Baronial ancestral home, Blair Drummond House, Stirlingshire

It’s simple. Only when you visit, can you get a true understanding of a place and its history; its stories and your place within them. So much of Scotland’s family history lives in ancient ledgers in records offices and libraries, in castles or churches, in the ruins of ancestral homes or on gravestones, that it is impossible to understand your history through the computer alone.


Only when you are looking out over a battlefield, walking a particular street or standing at the altar of a church, can you get a feel for the world your ancestors lived in. See the sights your predecessors saw, feel the air, hear the sounds on the wind. Family history is much more than a series of names and dates, it is multi-sensory.

You, like many Scotland aficionados from across the globe, might not have direct family roots, but still have an association and simply want to get a feel for the place where your ancestors lived. Searching records is all very well, but seeing and experiencing Scotland’s past first hand is the only authentic way to make your connection.

If you have roots in a particular family or clan, tracing clan history is child’s play with so many clan centres placed around the country, from the Clan Donald Visitor Centre on the Isle of Skye to the Clan Gunn Heritage Centre and Museum in Latheron, Caithness.
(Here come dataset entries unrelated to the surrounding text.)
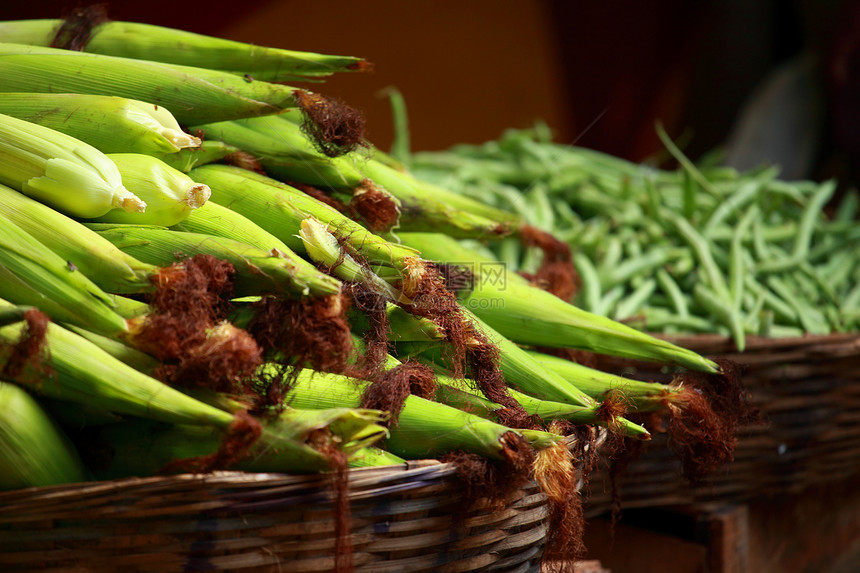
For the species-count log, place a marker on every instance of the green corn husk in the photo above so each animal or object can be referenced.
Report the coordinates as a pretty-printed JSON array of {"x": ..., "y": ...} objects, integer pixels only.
[
  {"x": 34, "y": 452},
  {"x": 157, "y": 43},
  {"x": 73, "y": 416},
  {"x": 424, "y": 428},
  {"x": 137, "y": 359},
  {"x": 528, "y": 315},
  {"x": 286, "y": 153},
  {"x": 524, "y": 373},
  {"x": 193, "y": 95},
  {"x": 170, "y": 194},
  {"x": 374, "y": 457},
  {"x": 291, "y": 442},
  {"x": 638, "y": 395},
  {"x": 108, "y": 123},
  {"x": 61, "y": 171},
  {"x": 279, "y": 209},
  {"x": 448, "y": 391},
  {"x": 32, "y": 274},
  {"x": 209, "y": 151},
  {"x": 323, "y": 248},
  {"x": 257, "y": 271},
  {"x": 213, "y": 219},
  {"x": 99, "y": 260},
  {"x": 80, "y": 372}
]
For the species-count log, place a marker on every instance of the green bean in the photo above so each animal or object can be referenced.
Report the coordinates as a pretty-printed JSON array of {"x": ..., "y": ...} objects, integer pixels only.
[
  {"x": 670, "y": 287},
  {"x": 811, "y": 320},
  {"x": 744, "y": 194},
  {"x": 657, "y": 319},
  {"x": 703, "y": 253},
  {"x": 609, "y": 300},
  {"x": 811, "y": 214},
  {"x": 612, "y": 256},
  {"x": 645, "y": 263},
  {"x": 545, "y": 217},
  {"x": 846, "y": 212},
  {"x": 737, "y": 262},
  {"x": 590, "y": 291},
  {"x": 852, "y": 299},
  {"x": 724, "y": 311},
  {"x": 629, "y": 306},
  {"x": 685, "y": 162},
  {"x": 825, "y": 248},
  {"x": 782, "y": 310}
]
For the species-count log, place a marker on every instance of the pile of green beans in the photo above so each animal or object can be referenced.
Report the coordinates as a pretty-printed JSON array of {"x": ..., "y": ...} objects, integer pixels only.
[{"x": 698, "y": 249}]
Alternatively you could take a tour, like the Campbell Clan Tour, taking in Glasgow, Inverary and Loch Awe or the Fraser Clan Tour that takes you from Scotland’s ancient capital, Stirling to Loch Ness.

With such a wealth of cultural and industrial heritage still very much in evidence, it is easy to immerse yourself and experience your own past, connect with your kin and walk in the footsteps of your ancestors and get a real taste of Scotland.

If you are thinking about tracing your heritage and are unsure of which area of Scotland to start in, why not try Scotland’s largest online genealogical resource, the Scottish Government’s official genealogy web site

Whatever time of year you choose to make your holiday of discovery, you will find your own history waiting for you.